Close to 1 million Floridians have enrolled in the Affordable Care Act better known as Obamacare, in the state which had the second-highest rate of uninsured Americans after Texas.
The average subsidy for Florida’s beneficiaries of the Affordable Care Act is $3,000 apiece.
Enrollment and subsidies are now at risk, because once again, the Supreme Court will decide whether the Affordable Care Act lives or dies.
Defying expectations, the court announced Friday it has agreed to hear – during this term – a case that challenges the heart of the law: subsidies to help people pay their insurance premiums. In about three dozen states, the federal government runs the online marketplaces where individuals can find health plans.
At issue is a phrase in the law stipulating that subsidies to help those with incomes under 400 percent of poverty are available only in “exchanges established by a state.” The authors of the law argue that the rest of the statute makes it clear that subsidies are available not only in state-run exchanges, but in those where the federal government is doing the work of the state.
When the law was written, most people–and lawmakers–expected that states would want to run their own exchanges. It was a surprise when most opted to let the federal government do it instead. Florida was among those states as Gov. Rick Scott and a hostile Legislature opposed developing an exchange in the state.
A decision to strike down the subsidies in federally-run exchange states could end up making insurance unaffordable for millions of people and threaten the viability of the law’s entire health insurance program.
If the law is crippled by the elimination of subsidies in states like Florida, the rest of the Affordable Care Act could become untenable, and with it such provisions as the prohibition on insurers to exclude people with pre-existing conditions, or the prohibition on lifetime benefits caps, or the requirement that health plans provide a minimum standard of coverage.
In a rare Friday afternoon notice following their closed-door conference, the justices noted with no further comment that they have agreed to hear King v. Burwell. That is the case in which a three-judge Appeals Court panel in Richmond ruled unanimously that Congress did intend to allow subsidies to be available nationwide.

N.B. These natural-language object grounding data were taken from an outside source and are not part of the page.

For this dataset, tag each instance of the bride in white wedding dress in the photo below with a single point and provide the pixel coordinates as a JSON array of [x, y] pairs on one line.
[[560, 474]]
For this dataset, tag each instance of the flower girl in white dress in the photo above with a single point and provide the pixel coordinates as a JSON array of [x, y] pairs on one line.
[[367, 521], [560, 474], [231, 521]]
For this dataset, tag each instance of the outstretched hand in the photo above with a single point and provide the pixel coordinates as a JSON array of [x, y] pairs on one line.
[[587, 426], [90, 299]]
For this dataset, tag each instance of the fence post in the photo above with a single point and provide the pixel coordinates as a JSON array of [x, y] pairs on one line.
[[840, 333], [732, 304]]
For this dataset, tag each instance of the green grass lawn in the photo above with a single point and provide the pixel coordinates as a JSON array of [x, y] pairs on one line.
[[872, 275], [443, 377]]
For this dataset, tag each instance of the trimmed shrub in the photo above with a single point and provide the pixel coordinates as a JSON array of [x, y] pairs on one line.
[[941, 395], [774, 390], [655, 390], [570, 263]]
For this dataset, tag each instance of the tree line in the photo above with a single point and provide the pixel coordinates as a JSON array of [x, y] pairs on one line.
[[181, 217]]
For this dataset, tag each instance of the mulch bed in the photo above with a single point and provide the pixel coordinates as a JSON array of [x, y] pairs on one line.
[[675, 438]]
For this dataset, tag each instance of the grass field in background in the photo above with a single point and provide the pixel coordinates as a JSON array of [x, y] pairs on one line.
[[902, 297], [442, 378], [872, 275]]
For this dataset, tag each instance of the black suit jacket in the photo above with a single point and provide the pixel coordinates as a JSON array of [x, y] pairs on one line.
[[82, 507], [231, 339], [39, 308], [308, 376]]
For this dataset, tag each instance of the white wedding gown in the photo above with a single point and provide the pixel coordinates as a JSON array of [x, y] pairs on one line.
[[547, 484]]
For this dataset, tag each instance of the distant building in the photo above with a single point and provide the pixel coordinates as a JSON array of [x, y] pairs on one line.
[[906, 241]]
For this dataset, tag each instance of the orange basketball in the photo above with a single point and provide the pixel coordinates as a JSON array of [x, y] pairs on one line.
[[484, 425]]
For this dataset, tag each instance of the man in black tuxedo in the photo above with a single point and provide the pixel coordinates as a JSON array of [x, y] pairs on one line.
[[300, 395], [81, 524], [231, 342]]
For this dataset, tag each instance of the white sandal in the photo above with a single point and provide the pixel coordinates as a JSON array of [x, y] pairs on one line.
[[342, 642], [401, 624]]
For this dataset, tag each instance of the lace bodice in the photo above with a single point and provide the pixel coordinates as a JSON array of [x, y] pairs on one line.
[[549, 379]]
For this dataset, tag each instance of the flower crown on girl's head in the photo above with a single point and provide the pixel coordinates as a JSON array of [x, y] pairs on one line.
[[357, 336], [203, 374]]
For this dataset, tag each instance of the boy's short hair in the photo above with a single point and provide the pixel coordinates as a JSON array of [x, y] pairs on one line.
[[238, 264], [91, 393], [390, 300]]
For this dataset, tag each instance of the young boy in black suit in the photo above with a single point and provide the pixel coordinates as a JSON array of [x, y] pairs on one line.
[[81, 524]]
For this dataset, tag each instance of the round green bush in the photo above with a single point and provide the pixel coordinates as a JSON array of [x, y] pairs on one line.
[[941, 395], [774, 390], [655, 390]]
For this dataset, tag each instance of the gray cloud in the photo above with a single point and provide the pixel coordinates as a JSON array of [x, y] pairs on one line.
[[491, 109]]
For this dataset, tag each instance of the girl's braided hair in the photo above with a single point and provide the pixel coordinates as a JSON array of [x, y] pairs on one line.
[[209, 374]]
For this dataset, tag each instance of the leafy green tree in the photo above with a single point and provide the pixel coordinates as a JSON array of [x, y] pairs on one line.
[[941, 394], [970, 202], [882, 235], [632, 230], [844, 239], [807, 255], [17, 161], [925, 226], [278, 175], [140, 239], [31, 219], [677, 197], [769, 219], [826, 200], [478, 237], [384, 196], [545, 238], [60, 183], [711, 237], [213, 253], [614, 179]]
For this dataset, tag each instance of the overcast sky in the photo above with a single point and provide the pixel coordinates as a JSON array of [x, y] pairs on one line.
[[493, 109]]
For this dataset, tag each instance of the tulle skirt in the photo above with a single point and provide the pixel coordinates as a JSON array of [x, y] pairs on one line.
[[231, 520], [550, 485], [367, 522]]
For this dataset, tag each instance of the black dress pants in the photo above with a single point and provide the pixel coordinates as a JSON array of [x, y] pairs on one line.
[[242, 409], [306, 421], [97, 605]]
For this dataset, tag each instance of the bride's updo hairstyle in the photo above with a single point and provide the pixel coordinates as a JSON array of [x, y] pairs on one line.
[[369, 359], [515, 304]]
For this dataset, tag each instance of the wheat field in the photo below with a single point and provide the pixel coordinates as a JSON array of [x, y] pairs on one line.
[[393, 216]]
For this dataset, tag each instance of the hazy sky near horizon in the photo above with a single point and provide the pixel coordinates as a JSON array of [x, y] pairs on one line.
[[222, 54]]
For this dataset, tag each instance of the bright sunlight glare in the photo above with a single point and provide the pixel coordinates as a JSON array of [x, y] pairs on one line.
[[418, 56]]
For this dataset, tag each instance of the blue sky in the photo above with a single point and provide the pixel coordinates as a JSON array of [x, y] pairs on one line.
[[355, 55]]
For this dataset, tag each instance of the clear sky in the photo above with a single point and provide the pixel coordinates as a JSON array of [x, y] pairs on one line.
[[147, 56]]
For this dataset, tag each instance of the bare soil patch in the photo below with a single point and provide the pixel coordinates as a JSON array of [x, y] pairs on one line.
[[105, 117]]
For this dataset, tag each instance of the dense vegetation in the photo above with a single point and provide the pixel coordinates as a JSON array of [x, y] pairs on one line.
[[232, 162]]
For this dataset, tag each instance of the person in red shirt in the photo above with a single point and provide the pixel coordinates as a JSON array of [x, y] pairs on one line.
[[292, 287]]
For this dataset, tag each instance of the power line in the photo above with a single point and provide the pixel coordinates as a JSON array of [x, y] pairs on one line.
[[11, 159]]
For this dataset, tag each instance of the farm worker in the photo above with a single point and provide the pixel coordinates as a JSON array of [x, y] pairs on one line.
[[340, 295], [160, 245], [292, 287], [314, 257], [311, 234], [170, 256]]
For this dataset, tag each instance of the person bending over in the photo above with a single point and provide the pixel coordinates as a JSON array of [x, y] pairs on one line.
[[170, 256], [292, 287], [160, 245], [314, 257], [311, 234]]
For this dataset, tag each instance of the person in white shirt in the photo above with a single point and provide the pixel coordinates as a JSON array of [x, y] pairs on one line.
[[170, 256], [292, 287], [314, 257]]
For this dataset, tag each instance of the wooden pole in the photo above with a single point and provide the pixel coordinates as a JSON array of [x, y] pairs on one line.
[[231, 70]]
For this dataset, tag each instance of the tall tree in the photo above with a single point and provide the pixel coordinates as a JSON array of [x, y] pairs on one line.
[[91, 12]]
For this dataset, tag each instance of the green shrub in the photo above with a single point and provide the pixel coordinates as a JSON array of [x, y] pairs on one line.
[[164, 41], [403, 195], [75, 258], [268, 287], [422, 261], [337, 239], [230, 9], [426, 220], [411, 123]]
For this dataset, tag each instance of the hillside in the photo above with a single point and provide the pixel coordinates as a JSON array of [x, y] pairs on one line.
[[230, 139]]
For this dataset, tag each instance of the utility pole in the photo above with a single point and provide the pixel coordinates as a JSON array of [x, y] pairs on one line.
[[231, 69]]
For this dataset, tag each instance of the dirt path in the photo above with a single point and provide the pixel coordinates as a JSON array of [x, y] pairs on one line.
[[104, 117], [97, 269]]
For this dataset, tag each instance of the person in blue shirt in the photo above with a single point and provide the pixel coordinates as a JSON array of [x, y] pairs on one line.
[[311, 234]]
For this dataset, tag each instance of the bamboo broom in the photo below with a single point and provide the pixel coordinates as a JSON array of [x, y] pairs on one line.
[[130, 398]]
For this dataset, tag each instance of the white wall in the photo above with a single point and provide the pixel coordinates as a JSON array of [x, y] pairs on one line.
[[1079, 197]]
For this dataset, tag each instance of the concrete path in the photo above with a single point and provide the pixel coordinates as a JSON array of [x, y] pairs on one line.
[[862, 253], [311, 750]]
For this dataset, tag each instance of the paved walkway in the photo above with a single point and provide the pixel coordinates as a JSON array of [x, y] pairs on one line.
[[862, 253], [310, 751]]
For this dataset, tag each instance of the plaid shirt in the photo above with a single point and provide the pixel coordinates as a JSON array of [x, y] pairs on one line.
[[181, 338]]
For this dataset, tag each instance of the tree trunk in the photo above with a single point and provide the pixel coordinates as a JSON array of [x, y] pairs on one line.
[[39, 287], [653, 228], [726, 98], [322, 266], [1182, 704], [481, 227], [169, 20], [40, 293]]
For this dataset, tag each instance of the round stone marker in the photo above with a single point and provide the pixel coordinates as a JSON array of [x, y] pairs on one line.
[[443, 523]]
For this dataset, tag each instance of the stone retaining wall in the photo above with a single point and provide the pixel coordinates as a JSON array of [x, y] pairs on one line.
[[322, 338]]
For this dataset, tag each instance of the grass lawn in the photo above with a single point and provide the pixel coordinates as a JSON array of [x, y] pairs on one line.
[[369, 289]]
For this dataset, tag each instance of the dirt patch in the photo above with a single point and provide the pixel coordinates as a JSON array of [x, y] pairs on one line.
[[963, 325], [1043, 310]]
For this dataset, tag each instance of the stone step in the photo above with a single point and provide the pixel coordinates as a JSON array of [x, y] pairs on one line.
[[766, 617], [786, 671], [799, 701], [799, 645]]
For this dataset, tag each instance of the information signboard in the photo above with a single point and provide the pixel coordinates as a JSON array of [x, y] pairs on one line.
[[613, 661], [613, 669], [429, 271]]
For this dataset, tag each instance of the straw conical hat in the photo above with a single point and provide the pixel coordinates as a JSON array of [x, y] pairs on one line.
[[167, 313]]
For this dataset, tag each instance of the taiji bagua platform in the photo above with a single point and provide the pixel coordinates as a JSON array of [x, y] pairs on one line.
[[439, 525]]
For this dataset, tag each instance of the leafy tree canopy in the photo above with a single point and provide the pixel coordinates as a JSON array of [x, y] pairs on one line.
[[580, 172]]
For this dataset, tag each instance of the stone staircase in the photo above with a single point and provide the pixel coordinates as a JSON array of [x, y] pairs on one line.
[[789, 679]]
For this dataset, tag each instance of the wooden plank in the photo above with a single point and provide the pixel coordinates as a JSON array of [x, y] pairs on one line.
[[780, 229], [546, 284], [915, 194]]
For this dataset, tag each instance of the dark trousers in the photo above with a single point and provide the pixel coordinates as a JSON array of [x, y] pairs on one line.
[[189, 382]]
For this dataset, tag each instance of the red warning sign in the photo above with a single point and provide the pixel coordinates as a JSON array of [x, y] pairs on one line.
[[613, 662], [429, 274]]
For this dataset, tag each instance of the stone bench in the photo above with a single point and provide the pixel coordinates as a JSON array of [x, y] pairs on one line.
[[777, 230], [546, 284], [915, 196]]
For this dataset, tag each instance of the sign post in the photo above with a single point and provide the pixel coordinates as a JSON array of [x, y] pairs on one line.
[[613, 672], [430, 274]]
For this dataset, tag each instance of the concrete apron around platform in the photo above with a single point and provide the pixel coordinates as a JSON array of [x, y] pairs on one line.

That same day, a panel in the District of Columbia Court of Appeals ruled 2-1 the opposite way. But that case, Halbig v. Burwell, was vacated when the full court agreed to rehear the case. That is scheduled for December. Because there are not yet contradictory decisions by appeals courts, most observers thought the Supreme Court would at least wait until the lower courts were finished considering the case before weighing in.
“We are disappointed that at least four Justices decided to hear this case despite the lack of a circuit split and while this issue is still being actively litigated in the lower courts,” said Doug Kendall of the Constitutional Accountability Center, which is representing the members of Congress who wrote the law. “But we remain very confident that the Court will ultimately find that both the text of the ACA and the intentions of Congress mandate a ruling for the federal government.”